Thoughts on including mention of FAIR Principles
Peter Parslow, December 2021
Some resources, linked at [SDW Best Practices Update: Add FAIR principles to the document · Issue #1290 · w3c/sdw (github.com)
Idea: scatter references through the Best Practice, as well as having a section that draws bits together
Add
“Following these guidelines should result in your data fitting more with the FAIR Principles.”
Add new sub-section
The FAIR Principles are described at FAIR Principles - GO FAIR (go-fair.org); they are widely adopted (or at least aimed for) when publishing scientific data including environmental and earth observation data. Although the FAIR principles concentrate on machine readable data, whilst these best practices also cover “data for humans”, there is a lot of overlap between the FAIR Principles and the best practices described in this paper.
Similarly, although not currently expressed in terms of the FAIR Principles, the Data on the Web Best Practices are also designed to make it easier for "data consumers to find, use and link to the data".
There have also been some suggestions for improvement on the FAIR principles, and these are also discussed in this section.
F1. (Meta)data are assigned a globally unique and persistent identifier is partially fulfilled by Best Practice 1
F2. Data are described with rich metadata is a close match to Best Practice 13
F3. Metadata clearly and explicitly include the identifier of the data they describe is fulfilled by using the standard described in Best Practice 13
F4. (Meta)data are registered or indexed in a searchable resource – the context of these best practices is publication on the web, which is by definition a searchable resource – which is acknowledged in F4! It is also supported by Best Practice 2.
Taken together, following these best practice guidelines covers the F in the FAIR Principles. It should result in it being easier for potential users to find your data.
“Once the user finds the required data, she/he/they need to know how can they be accessed, possibly including authentication and authorisation.”
A1. (Meta)data are retrievable by their identifier using a standardised communications protocol is satisfied by publishing the data and metadata on the web.
See also DWBP Best Practice 1: Provide Metadata "to help tasks such as data discovery" (although the intended outcome focuses on 'understand the metadata' (!))

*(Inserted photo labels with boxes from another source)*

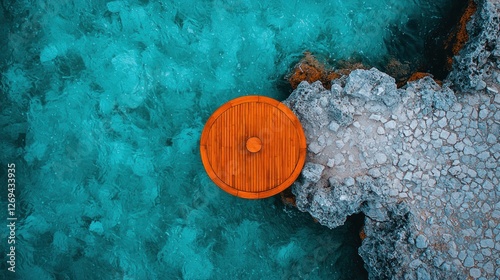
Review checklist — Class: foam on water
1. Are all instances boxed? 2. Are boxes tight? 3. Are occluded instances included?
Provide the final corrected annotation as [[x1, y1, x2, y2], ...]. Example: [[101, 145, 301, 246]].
[[0, 0, 462, 279]]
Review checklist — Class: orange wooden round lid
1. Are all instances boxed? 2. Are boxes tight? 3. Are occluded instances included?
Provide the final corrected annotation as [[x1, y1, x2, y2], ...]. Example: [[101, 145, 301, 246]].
[[200, 96, 306, 199]]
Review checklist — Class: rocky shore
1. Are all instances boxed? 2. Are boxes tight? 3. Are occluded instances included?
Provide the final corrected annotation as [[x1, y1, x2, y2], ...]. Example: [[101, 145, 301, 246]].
[[285, 0, 500, 279]]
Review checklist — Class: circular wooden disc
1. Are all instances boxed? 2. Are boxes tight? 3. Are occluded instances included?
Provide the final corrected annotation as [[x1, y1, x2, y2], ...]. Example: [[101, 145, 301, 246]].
[[200, 96, 306, 199]]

See also DWBP Best Practice 17: Provide Bulk Downlad, Best Practice 18: Provide Subsets for Large Datasets
See also DWBP Best Practice 23: Make data available through an API
A2. Metadata are accessible, even when the data are no longer available – this is not covered in this best practice (because once the data is not available on the web, this BP no longer applies?)

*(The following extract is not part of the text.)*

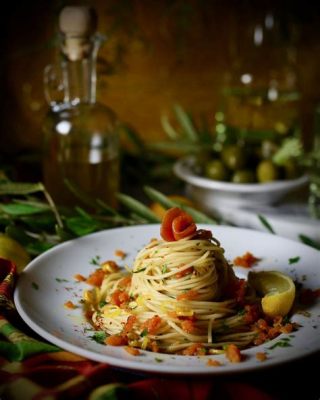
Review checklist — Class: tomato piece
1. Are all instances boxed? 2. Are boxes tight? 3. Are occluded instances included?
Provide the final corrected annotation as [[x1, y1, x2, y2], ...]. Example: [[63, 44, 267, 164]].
[[160, 207, 182, 242], [172, 216, 197, 240], [160, 207, 197, 242]]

This covers (minimally) data formats, for which see Best Practice 4 (DWBP 14), but also commonly used controlled vocabularies and “a good data model”. (Is there a SDWBP/DWBP for this? There is a little bit about vocabs for the geometry, and some of the metadata standards allow reference to vocab & data model)
I3. (Meta)data include qualified references to other (meta)data is similar to Best Practice 3 and Best Practice 10.

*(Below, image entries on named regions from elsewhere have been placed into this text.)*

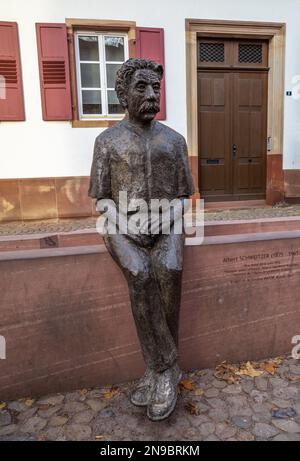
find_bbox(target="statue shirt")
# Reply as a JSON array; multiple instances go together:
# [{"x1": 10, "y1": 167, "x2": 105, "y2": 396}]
[{"x1": 88, "y1": 118, "x2": 194, "y2": 204}]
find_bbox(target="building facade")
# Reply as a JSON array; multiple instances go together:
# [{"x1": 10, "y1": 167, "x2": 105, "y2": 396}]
[{"x1": 0, "y1": 0, "x2": 300, "y2": 221}]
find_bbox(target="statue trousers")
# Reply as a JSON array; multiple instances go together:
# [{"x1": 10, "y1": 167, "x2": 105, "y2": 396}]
[{"x1": 103, "y1": 229, "x2": 184, "y2": 372}]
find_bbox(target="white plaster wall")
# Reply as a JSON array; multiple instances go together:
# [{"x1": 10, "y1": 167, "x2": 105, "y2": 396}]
[{"x1": 0, "y1": 0, "x2": 300, "y2": 178}]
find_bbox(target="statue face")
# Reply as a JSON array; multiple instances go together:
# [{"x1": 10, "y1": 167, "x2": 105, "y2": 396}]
[{"x1": 126, "y1": 69, "x2": 160, "y2": 122}]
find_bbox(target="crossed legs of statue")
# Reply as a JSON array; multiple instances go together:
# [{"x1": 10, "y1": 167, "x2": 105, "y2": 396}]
[{"x1": 104, "y1": 233, "x2": 184, "y2": 421}]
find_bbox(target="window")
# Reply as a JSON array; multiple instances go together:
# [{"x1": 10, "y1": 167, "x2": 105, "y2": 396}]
[{"x1": 75, "y1": 32, "x2": 128, "y2": 120}]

See DWBP Best Practice 3: Provide structural metadata, which doesn’t require the attibution to be 'richly described' or for there to be many attributes (let alone that they be accurate & relevant); but it does at least say that whatever attribution you do provide should be described.
See DWBP Best Practice 31: Enrich data by generating new data
DWBP Best Practice 4: Provide data license information; again, this doesn’t say that the license should be "clear", but it does say that it should be accesible - "attached to data" (via a link from the metadata or embedded in the metadata).
DWBP Best Practice 5: Provide data provenance information "Provide complete information about the origins of the data and any changes you have made."
See DWBP Best Practice 12: Use machine-readable standardized data formats "Make data available in a machine-readable, standardized data format that is well suited to its intended or potential use." This addresses the "low level", data format, aspect of (community) standards
DWBP Best Practice 15: Reuse vocabularies, preferably standardized ones "Use terms from shared vocabularies, preferably standardized ones, to encode data and metadata." This addresses more of the semantic standardization that exists in some community standards: "Use of vocabularies already in use by others captures and facilitates consensus in communities."
I’m not so sure of the match(es) here
A – human accessibility
The crawlers that search engine providers use to index the web are trained to look for human readable information. So the more “human readable” your metadata is, the more likely you are to be found in web searches – whether by humans or machines.
When publishing data on the web, take account of web accessibility guidelines. It is currently challenging to make web visualisations of geospatial data accessible to assistive technology. “Maps on the Web” is looking at this?
Q – quality
No matter how easy it is to find, access, and even use your data, it is of little use unless it is of sufficient quality for the user’s task. However, what is “good” for one task is not necessarily “good” for another.
There are a variety of approaches in use to try to match users with data that will be useful to them. These range from telling the user a lot about the quality of the data to telling them what you (& others) have successfully used it for.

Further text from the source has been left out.